The Spark

the Voice of
The Communist League of Revolutionary Workers–Internationalist

“The emancipation of the working class will only be achieved by the working class itself.”
— Karl Marx

Women’s Struggles and the Working Class

Feb 29, 2016

Hillary Clinton presents herself as a symbol of women’s progress in the 21st century U.S.–finally, a woman candidate for the presidency. Madeleine Albright, former Secretary of State, and Gloria Steinem, former editor of Ms. magazine, have said women who don’t support Hillary Clinton are going against their own interests.

Certainly, it is disgusting that some criticisms of Clinton have been pure sexism.

But the difficulties faced by working class women and well-to-do women are not the same. Some women have become top corporate executives. Clinton herself was on the board of Walmart. But the majority of women working at Walmart earn poverty-level wages. The interests of the executives and the interests of the workers are in direct conflict with each other, whether they are men or women. This class difference has been present throughout the long history of women’s struggle for a decent life.

In the fight for the right to an abortion, wealthier women have always been able to find a sympathetic doctor. But it took a fight in the 1970s, following on the struggle of the black population, for all women to gain the right to a legal abortion in the U.S. And almost from the moment Roe v. Wade passed in 1973, politicians tried to take away the right to an abortion from poor women. Today, the majority of counties in the United States do not have a single abortion provider. So we’re going back to the days before Roe v. Wade: women with money can get an abortion easily, while access for poor women is increasingly blocked.

Women had to fight for the right to vote for more than a century before the 19th Amendment was ratified after WWI. This fight was mostly led by the better off, better educated women in the 1800s, though these women often tried to link themselves to working class women. It went along with a struggle for decades against laws that treated women as chattel, that is, as the property, first of their fathers, and then of their husbands. The legal right to vote in an election made women a little more able to stand up as adults, rather than remaining property without a voice, like children. But once the right to vote was won, many privileged women abandoned the fight, feeling that they had achieved their goal.

But working class women had to continue the struggle. One of the longest-running and least successful battles has been the fight for decent pay and decent working conditions for women. After a 1911 factory fire in which 146 women died, union activist Rose Schneiderman addressed a New York City funeral march of 100,000: “I would be a traitor to the poor burned bodies if I came here to talk good fellowship. We have tried you good people of the public and we have found you wanting.... This is not the first time girls have been burned alive in the city.... The life of men and women is so cheap and property is so sacred.... It is up to working people to save themselves....”

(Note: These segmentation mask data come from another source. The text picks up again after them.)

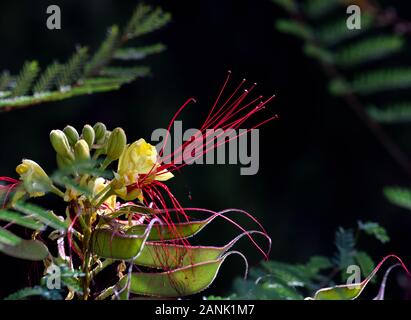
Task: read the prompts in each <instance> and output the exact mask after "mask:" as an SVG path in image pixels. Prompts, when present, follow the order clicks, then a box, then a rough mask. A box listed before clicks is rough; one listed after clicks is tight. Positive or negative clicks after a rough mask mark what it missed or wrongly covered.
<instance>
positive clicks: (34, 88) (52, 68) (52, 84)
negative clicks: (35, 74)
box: [33, 62, 63, 93]
mask: <svg viewBox="0 0 411 320" xmlns="http://www.w3.org/2000/svg"><path fill="white" fill-rule="evenodd" d="M62 68H63V67H62V65H61V64H60V63H58V62H54V63H52V64H51V65H49V66H48V67H47V69H46V70H45V71H44V72H43V74H42V75H41V76H40V78H39V79H38V80H37V82H36V84H35V85H34V87H33V91H34V92H35V93H40V92H47V91H50V90H51V89H52V88H54V87H56V80H57V78H58V77H59V75H60V73H61V71H62Z"/></svg>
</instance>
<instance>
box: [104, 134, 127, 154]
mask: <svg viewBox="0 0 411 320" xmlns="http://www.w3.org/2000/svg"><path fill="white" fill-rule="evenodd" d="M126 144H127V137H126V133H125V132H124V130H123V129H121V128H115V129H114V130H113V132H112V133H111V134H110V137H109V139H108V141H107V158H108V159H110V160H112V161H114V160H117V159H118V158H120V156H121V154H122V153H123V151H124V149H125V148H126Z"/></svg>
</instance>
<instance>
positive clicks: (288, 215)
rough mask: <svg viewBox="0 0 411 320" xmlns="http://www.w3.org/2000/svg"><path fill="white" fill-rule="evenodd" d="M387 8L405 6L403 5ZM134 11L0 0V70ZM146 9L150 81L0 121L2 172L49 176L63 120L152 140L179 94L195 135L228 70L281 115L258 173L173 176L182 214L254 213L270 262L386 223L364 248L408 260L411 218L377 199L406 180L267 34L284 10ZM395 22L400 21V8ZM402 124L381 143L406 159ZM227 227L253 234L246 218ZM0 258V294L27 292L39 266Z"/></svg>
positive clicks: (311, 66)
mask: <svg viewBox="0 0 411 320" xmlns="http://www.w3.org/2000/svg"><path fill="white" fill-rule="evenodd" d="M391 2H396V3H398V6H399V5H401V6H402V8H404V9H406V5H405V4H403V3H402V4H400V3H399V2H400V1H391ZM137 3H138V2H137V1H132V0H123V1H121V2H120V1H110V0H87V1H80V0H71V1H57V0H53V1H29V0H15V1H2V2H0V16H1V19H0V30H1V31H0V43H1V50H0V70H1V69H9V70H10V71H12V72H13V73H17V72H18V70H19V68H20V66H21V65H22V63H23V62H24V61H25V60H28V59H38V60H39V61H40V63H41V64H42V65H45V64H48V63H50V62H51V61H53V59H54V58H56V57H58V58H60V59H62V60H63V59H66V58H67V57H68V56H69V55H70V54H71V53H72V52H73V50H74V48H75V46H76V45H77V44H79V45H89V46H90V47H91V48H95V47H96V46H98V44H99V43H100V41H101V40H102V39H103V38H104V36H105V33H106V29H107V28H108V27H109V26H110V25H112V24H114V23H118V24H120V25H121V24H122V23H123V24H124V23H125V22H126V21H127V19H128V18H129V16H130V13H131V10H132V9H134V7H135V5H136V4H137ZM148 3H149V4H153V5H161V6H162V7H163V8H164V9H165V10H166V11H169V12H171V13H172V16H173V18H172V22H171V23H170V24H169V25H168V26H166V27H165V28H164V29H163V30H160V31H158V32H156V33H155V34H152V35H149V36H147V40H148V42H150V41H153V42H155V41H161V42H163V43H165V44H166V45H167V47H168V49H167V51H165V52H164V53H161V54H159V55H155V56H152V57H150V58H149V61H148V63H149V64H150V66H151V68H152V76H151V77H149V78H146V79H141V80H137V81H135V82H133V83H131V84H129V85H126V86H124V87H123V88H122V89H121V90H119V91H114V92H109V93H101V94H94V95H91V96H81V97H78V98H73V99H70V100H66V101H62V102H52V103H47V104H43V105H39V106H34V107H31V108H28V109H22V110H16V111H13V112H9V113H1V114H0V123H1V125H0V145H1V151H0V172H1V175H4V176H11V177H16V174H15V172H14V168H15V167H16V165H17V164H18V163H19V162H20V161H21V159H22V158H30V159H33V160H35V161H36V162H38V163H40V164H41V165H42V166H43V167H44V168H45V169H46V170H47V171H48V172H52V171H53V170H54V168H55V160H54V151H53V150H52V148H51V146H50V144H49V140H48V134H49V132H50V130H52V129H56V128H63V127H64V126H65V125H67V124H71V125H73V126H75V127H77V128H79V129H80V128H81V127H82V126H83V125H84V124H86V123H89V124H94V123H95V122H97V121H102V122H104V123H105V124H106V125H107V126H108V127H111V128H113V127H116V126H121V127H123V128H124V129H125V130H126V132H127V133H128V137H129V140H130V141H131V140H136V139H138V138H140V137H144V138H146V139H149V138H150V135H151V132H152V131H153V130H154V129H156V128H163V127H166V125H167V124H168V122H169V120H170V119H171V117H172V115H173V114H174V112H175V111H176V110H177V108H178V107H179V106H180V105H181V104H182V103H183V102H184V101H185V100H186V99H187V98H189V97H195V98H196V99H197V105H196V107H195V110H197V112H198V113H195V112H194V113H193V112H189V113H187V115H186V116H185V118H184V121H185V122H184V124H185V125H186V126H187V128H189V127H196V126H198V124H199V123H200V122H199V119H201V117H203V116H204V115H205V114H206V111H207V110H208V108H210V107H211V105H212V103H213V102H214V99H215V97H216V95H217V93H218V90H219V88H220V86H221V84H222V82H223V80H224V79H225V76H226V72H227V70H232V71H233V78H234V79H236V80H238V81H240V80H241V79H242V78H247V79H248V80H249V81H250V82H254V81H255V82H258V87H257V89H256V91H258V93H261V94H264V95H266V96H268V95H271V94H276V98H275V99H274V101H273V102H272V103H270V105H269V108H268V110H267V111H266V112H267V116H270V115H272V114H278V115H279V119H278V120H276V121H273V122H271V123H269V124H267V125H265V126H264V127H263V128H261V130H260V170H259V172H258V174H257V175H254V176H241V175H240V166H236V165H202V166H187V167H185V168H184V169H183V170H182V172H181V173H180V174H178V176H177V177H176V178H175V179H173V181H170V184H171V187H172V189H173V190H174V193H175V195H176V196H177V197H178V199H179V200H180V202H181V203H182V204H183V205H184V206H186V207H188V206H189V207H204V208H209V209H212V210H222V209H225V208H242V209H244V210H246V211H248V212H250V213H252V214H253V215H254V216H255V217H256V218H258V219H259V220H260V221H261V223H262V224H263V225H264V226H265V227H266V229H267V231H268V233H269V234H270V236H271V237H272V241H273V250H272V253H271V258H273V259H276V260H282V261H286V262H304V261H305V260H306V259H308V257H310V256H311V255H314V254H325V255H330V254H332V252H333V250H334V248H333V246H334V244H333V241H334V233H335V230H336V228H337V227H338V226H343V227H347V228H349V227H355V225H356V223H357V220H363V221H366V220H371V221H376V222H379V223H380V224H381V225H383V226H384V227H386V228H387V230H388V233H389V235H390V236H391V239H392V241H391V242H390V243H389V244H387V245H384V246H383V245H378V246H377V245H371V247H368V248H369V253H370V254H371V255H372V256H373V257H374V258H375V260H380V259H381V258H382V257H383V255H385V254H388V253H391V252H395V253H396V254H398V255H399V256H402V257H403V258H404V260H405V261H406V262H410V261H411V257H410V252H409V246H408V242H409V241H410V240H411V235H410V230H411V216H410V215H409V213H408V212H406V211H405V210H403V209H401V208H398V207H395V206H393V205H391V204H390V203H389V202H388V201H387V200H386V198H385V197H384V196H383V193H382V190H383V187H384V186H387V185H408V184H409V177H407V176H406V175H405V174H404V171H403V170H402V169H401V168H400V167H399V166H398V165H397V164H396V163H395V162H394V161H393V160H392V158H391V157H390V156H389V155H388V154H387V152H386V151H385V149H384V148H382V147H381V145H380V144H379V142H378V141H377V140H376V138H375V137H374V136H373V135H372V134H371V133H370V131H369V130H368V129H367V128H366V126H365V125H364V123H363V122H362V121H361V120H360V119H359V118H358V117H357V116H356V115H355V114H354V112H353V111H352V110H351V109H349V108H348V107H347V106H346V104H345V103H344V101H343V100H341V99H338V98H335V97H332V96H331V95H329V94H328V91H327V83H328V80H327V78H326V76H325V75H324V73H323V72H322V70H321V68H319V66H318V63H317V62H316V61H314V60H312V59H310V58H308V57H307V56H306V55H305V54H304V53H303V52H302V50H301V41H299V40H298V39H296V38H294V37H291V36H289V35H286V34H283V33H280V32H278V31H277V30H276V29H275V27H274V22H275V20H276V19H278V18H281V17H284V16H286V13H285V12H284V11H283V10H281V9H280V8H279V7H277V6H276V5H274V4H273V3H272V2H271V1H269V0H258V1H251V0H225V1H218V0H207V1H174V2H170V1H154V0H153V1H148ZM51 4H57V5H59V6H60V8H61V11H62V30H56V31H50V30H48V29H47V28H46V19H47V14H46V8H47V6H48V5H51ZM401 13H402V15H403V16H404V17H405V18H410V17H407V16H406V15H410V11H409V10H408V11H407V10H402V11H401ZM408 63H409V61H408ZM408 129H409V127H408V128H407V125H402V126H400V127H396V129H395V131H394V132H389V134H393V135H395V137H396V139H401V140H402V141H403V142H405V143H404V144H403V150H405V152H406V153H408V154H410V152H409V151H411V150H410V147H411V145H410V144H408V145H407V142H408V141H409V138H410V132H411V130H408ZM407 130H408V131H407ZM189 195H191V199H190V198H189ZM50 201H54V200H53V199H51V200H50ZM236 219H237V221H239V222H241V223H242V225H243V226H245V227H247V228H249V229H251V228H252V227H253V223H252V222H250V221H249V220H247V219H246V218H245V217H241V216H236ZM207 228H208V229H207V230H205V231H204V234H203V235H202V236H203V238H202V240H201V241H202V243H204V244H215V245H220V244H225V243H226V242H228V241H229V240H230V236H231V235H234V234H236V233H237V230H235V229H234V227H232V226H231V225H229V224H228V223H225V222H224V221H220V222H218V223H215V224H214V225H212V226H210V227H207ZM205 242H206V243H205ZM374 244H375V243H374ZM239 249H240V250H242V251H243V252H246V253H247V256H248V257H249V262H250V264H251V265H256V264H258V262H259V261H260V259H261V256H259V255H258V252H257V251H256V250H254V249H253V248H252V246H251V245H250V244H249V243H248V242H247V241H245V240H243V241H242V242H241V243H240V245H239ZM236 259H237V258H232V260H229V261H227V264H226V265H225V266H224V267H223V269H222V276H220V277H219V278H218V279H217V281H216V282H215V283H214V284H213V286H212V290H213V293H217V294H218V293H221V294H223V293H224V292H226V291H227V290H228V289H229V288H230V284H231V281H232V279H233V276H240V275H241V274H242V272H243V270H242V269H241V268H238V266H239V263H240V261H239V260H238V261H237V260H236ZM1 262H2V263H1V268H2V269H4V272H3V273H2V279H1V280H0V281H1V290H0V295H1V296H3V295H5V294H8V293H10V292H13V291H14V290H16V289H18V288H20V287H22V286H25V285H28V284H30V278H33V277H34V276H33V272H34V274H35V272H36V271H35V270H37V267H36V266H35V265H33V264H32V263H27V262H22V261H17V260H15V259H12V258H8V257H6V256H4V255H2V256H1ZM10 269H12V270H13V273H12V274H13V277H11V276H9V275H10V273H9V272H8V270H10ZM17 271H21V272H17Z"/></svg>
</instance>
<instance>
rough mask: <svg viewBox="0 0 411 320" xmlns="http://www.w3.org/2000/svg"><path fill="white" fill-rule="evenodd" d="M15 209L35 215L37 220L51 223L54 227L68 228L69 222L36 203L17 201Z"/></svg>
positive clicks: (50, 223)
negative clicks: (43, 208)
mask: <svg viewBox="0 0 411 320" xmlns="http://www.w3.org/2000/svg"><path fill="white" fill-rule="evenodd" d="M13 207H14V209H15V210H17V211H20V212H22V213H24V214H27V215H29V216H33V217H34V218H36V219H37V220H39V221H41V222H43V223H45V224H47V225H49V226H50V227H52V228H54V229H62V230H66V229H67V224H66V223H65V222H63V221H61V220H60V219H59V218H58V217H57V216H56V215H55V214H54V213H53V212H51V211H47V210H44V209H43V208H41V207H39V206H36V205H34V204H28V203H23V202H16V203H15V204H14V205H13Z"/></svg>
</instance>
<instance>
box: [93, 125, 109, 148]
mask: <svg viewBox="0 0 411 320" xmlns="http://www.w3.org/2000/svg"><path fill="white" fill-rule="evenodd" d="M93 129H94V132H95V134H96V138H95V140H96V143H97V144H101V143H103V142H104V138H105V137H106V131H107V128H106V125H105V124H104V123H101V122H97V123H96V124H95V125H94V127H93Z"/></svg>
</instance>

Conditions in the early days of U.S. factories were horrendous. Six days and 65 hour work weeks were common. While men workers’ wages were abysmal in factories and mines, women’s wages were worse–because the bosses could get away with paying them less, using the excuse that they were not heads of households. In the early 20th century, half the people in New York City were immigrants, crowded into slums. In the factories where they worked, the majority were under the age of 20.

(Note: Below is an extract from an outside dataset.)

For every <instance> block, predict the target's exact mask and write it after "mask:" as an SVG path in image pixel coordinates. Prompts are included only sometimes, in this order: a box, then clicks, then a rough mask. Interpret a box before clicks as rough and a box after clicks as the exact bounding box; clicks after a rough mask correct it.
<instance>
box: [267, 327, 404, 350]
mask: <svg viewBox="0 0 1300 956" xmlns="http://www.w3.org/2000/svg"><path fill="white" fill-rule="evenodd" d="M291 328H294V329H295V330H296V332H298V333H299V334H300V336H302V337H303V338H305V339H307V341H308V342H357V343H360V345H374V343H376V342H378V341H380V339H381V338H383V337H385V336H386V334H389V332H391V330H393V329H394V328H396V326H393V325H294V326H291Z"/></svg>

These problems were not addressed by upper class women. Rather, women organizers in the International Ladies Garment Workers Union led strikes against such appalling conditions, as did organizers in other industries. Often these organizers were socialists or later communists. Through these fights, women workers won some improvements from the most appalling conditions they faced.

Yet today, women workers face similar problems. Working class women still make less money and have many more family responsibilities than men–and working class men also make less and less every year, adding on to the problems facing working class families. As in the past, these problems will not be solved by looking to upper class women like Hillary Clinton to help us. They will only be solved by working class women organizing and fighting for themselves, in their own interests.